Recent developments have led to a forecast of an 11% increase in insolvencies for this year, followed by a 2% increase in insolvencies in 2025.

“Business insolvencies will, therefore, not stabilise until 2026 and, even then, will remain at high levels,” Allianz says.

Notably, major insolvencies have also reached a new record-high level, with Western Europe leading the trend. This also poses a major threat to employment, particularly in Europe and North America.

“By 2025, more than 1.6-million jobs could be on the line in these regions, which is 8% of the total number of people unemployed, marking the highest level in a decade. The main sectors at risk are construction, retail and services.”

In the US, Allianz expects insolvencies to rise by 12% in 2025 before decreasing by 4% in 2026. In Germany, insolvencies will increase by 4% this year before falling by 4% in 2026.

In France and the UK, insolvencies will moderate slightly from very high levels, with an expected 6% decrease in 2025 for both countries, with a 3% decrease for France and a 4% decline in insolvencies for the UK in 2026.

In Italy, insolvencies will continue to rise by a forecast 4% in 2025 and 3% in 2026.

Similarly, in China, business insolvencies will start to increase from low levels, with a forecast 5% increase in 2025 and a 6% increase in insolvencies in 2026.

In South Africa, the company forecasts a 5% decrease in insolvencies with more than 1 500 cases, and the prolonged low level of insolvencies will continue, with an expected 3% decline in insolvencies in 2025 and 2026.
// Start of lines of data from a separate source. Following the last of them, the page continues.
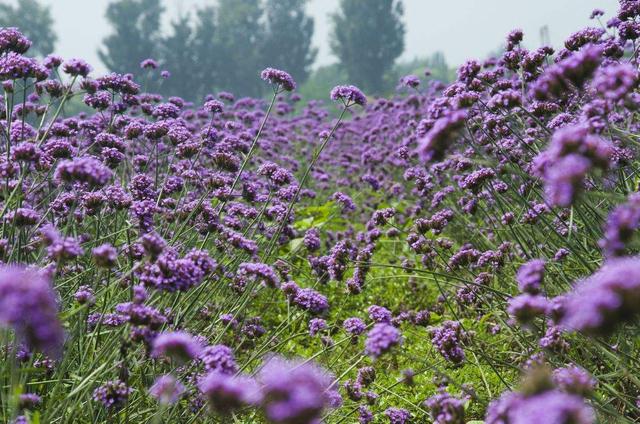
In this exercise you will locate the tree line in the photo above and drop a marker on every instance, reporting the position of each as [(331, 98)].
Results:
[(224, 45)]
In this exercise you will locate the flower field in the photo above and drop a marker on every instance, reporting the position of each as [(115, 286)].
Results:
[(454, 254)]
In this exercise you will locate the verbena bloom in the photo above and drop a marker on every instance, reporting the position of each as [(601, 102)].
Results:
[(295, 391), (105, 255), (29, 306), (226, 393), (29, 401), (410, 81), (397, 415), (354, 326), (12, 40), (84, 169), (113, 394), (447, 339), (381, 338), (279, 78), (548, 407), (178, 345), (349, 95), (608, 297), (148, 64), (167, 390), (219, 358), (445, 409), (530, 275), (76, 67)]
South Africa's decline in expected insolvencies is owing to the substantial progress it has made in strengthening its economic environment, driven by improvements in electricity supply, business-friendly reforms and rising investor confidence.

“Year-to-date global business insolvencies have already increased by 9% and the rise has been broad-based across geographies and sectors,” the company says.
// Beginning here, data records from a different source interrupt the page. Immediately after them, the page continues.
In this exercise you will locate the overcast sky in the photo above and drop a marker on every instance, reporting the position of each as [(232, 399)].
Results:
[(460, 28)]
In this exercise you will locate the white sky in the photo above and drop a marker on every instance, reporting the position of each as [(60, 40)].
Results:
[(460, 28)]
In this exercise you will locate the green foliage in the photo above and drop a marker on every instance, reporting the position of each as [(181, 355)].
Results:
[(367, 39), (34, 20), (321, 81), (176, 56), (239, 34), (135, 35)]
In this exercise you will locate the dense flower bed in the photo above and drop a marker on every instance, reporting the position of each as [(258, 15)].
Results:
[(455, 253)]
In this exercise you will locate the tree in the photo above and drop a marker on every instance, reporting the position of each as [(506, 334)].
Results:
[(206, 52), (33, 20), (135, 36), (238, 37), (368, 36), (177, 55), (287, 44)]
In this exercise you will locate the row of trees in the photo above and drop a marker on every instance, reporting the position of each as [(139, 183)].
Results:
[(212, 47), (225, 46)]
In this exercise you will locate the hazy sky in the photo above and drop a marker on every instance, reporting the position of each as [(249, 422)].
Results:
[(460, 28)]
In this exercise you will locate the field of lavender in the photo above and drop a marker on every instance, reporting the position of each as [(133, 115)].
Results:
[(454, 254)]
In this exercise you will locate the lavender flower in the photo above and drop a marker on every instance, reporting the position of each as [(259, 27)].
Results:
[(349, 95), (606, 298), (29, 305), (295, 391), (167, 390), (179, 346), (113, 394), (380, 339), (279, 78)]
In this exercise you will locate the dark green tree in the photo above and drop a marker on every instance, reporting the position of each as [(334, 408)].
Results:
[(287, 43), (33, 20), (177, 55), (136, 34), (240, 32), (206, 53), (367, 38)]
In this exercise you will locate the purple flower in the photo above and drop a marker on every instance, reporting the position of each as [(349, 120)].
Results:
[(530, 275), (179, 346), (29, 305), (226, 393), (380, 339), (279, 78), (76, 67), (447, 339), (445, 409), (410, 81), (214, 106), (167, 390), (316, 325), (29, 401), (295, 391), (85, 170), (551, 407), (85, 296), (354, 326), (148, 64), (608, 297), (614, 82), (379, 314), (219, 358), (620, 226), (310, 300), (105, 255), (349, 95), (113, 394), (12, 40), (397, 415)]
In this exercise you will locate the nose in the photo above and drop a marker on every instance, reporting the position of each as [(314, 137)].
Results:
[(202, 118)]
Globally, Allianz’s 2024 Insolvency Index is likely to remain 13% higher than the 2016 to 2019 average.

“The global rollercoaster ride in business insolvencies is partly owing to still-subdued global demand, persistent geopolitical uncertainty and uneven financing conditions. It can also be explained by the ‘backlog’ of insolvencies, as companies are no longer shielded by the support measures put in place during the pandemic and the energy crisis,” says Allianz CEO Aylin Somersan Coqui.

“This is why countries accounting for more than half of global GDP will be hit by double-digit insolvencies increases in 2024, and two-thirds may surpass their pre-pandemic numbers this year. Construction, retail, and services have been hit the hardest, both in terms of frequency and severity,” she adds.

While a gradual easing of monetary policies could offer some relief, it will not be a silver bullet for struggling businesses.

Lower interest rates reduce borrowing costs, improve cash flow and boost profitability, but they cannot fully address the financial challenges looming over companies.

“Corporates have already been deleveraging and adjusting to high interest rates. Our analysis suggests the current easing cycle, down two percentage points by September 2025, would lead to a four percentage point reduction in the insolvency trend, owing to higher margins, with an expected two percentage point increase in Germany, a four percentage point increase in France, a three percentage point increase in the UK and a 2.8 percentage point increase in the US,” says Allianz insolvency research lead analyst Maxime Lemerle.

“However, this would only slightly offset the overall increase in the US, for example, and reinforce the decrease in France,” he illustrates.